Perhaps it was crueler so. Perhaps her child would be happier for the not knowing her, not having to bear the pain of losing later.
Charles took her hands, all contrition. “I’m making a muddle of this, aren’t I? I don’t mean our child to be sent to strangers, not permanently, at any rate. I had a letter last week, from an old schoolfellow. One of my friends, one of the best men I knew, died on the peninsula.”
Sometimes, she felt she and Charles had lived like this forever, known each other forever, but at times like this, she was reminded how much of his life she didn’t know. Charles might give the impression of being an open book, but there were whole chapters he kept closed. “Are you all right?”
“I don’t quite believe he’s dead.
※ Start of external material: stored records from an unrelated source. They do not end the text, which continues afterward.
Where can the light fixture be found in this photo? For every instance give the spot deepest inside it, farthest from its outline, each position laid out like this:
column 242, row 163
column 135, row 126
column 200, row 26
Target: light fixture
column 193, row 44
Perhaps if I were in England, perhaps if the war were over, it might seem possible, but as it is, I keep thinking he must still be somewhere in Portugal, and the whole thing a mistake.” Charles recalled himself with a visible effort. “But that isn’t the point. What if Hal were to have left a child?”
“Did he?”
“Not
that I know of, but what if he had? What if that child—that Portuguese child—were to be sent to be raised at Peverills?” Charles’s blue eyes were intent on hers. “No one would question such an arrangement. I was Hal’s closest and oldest friend. It isn’t beyond reason that he would entrust his natural child to me. If he should be dark skinned . . . well, everyone knows the Portuguese are dark. The child could be raised at Peverills, with every honor and advantage.”
“And where would I be in this?”
She saw Charles’s eyes flicker away and knew she’d hit the problem. “With us, as soon as we can win your freedom.”
“But not as his mother. His mother would be an unknown Portuguese woman.”
“I wouldn’t be able to claim him as his father either. Only as his guardian.”
Jenny wanted to shake him and shout that it wasn’t the same. But she suspected he knew that already. “What of the midwife who delivers the child? Even if we pay her off, there’s no guaranteeing she’ll hold her tongue. Where’s the child to live until your friend’s child arrives from Portugal?”
“I hadn’t thought of the former, I confess. But I do have some thoughts on the latter. I know it’s not perfect. But it would be a way to keep our child with us, free.” Sensing her resistance, he said, “It’s a damnable coil. If I could think of a better way, I would. We could smuggle the child abroad—”
“No!” To transport a child so young would be a death sentence.
Charles held up a hand. “Or all go away together. Or we could let fate take its course and you can have your baby at Beckles, with Nanny Bell, and we can pray that Parliament will do what they ought and free you both.”
Jenny’s throat felt very dry. “I have more faith in warming pans than prayers.”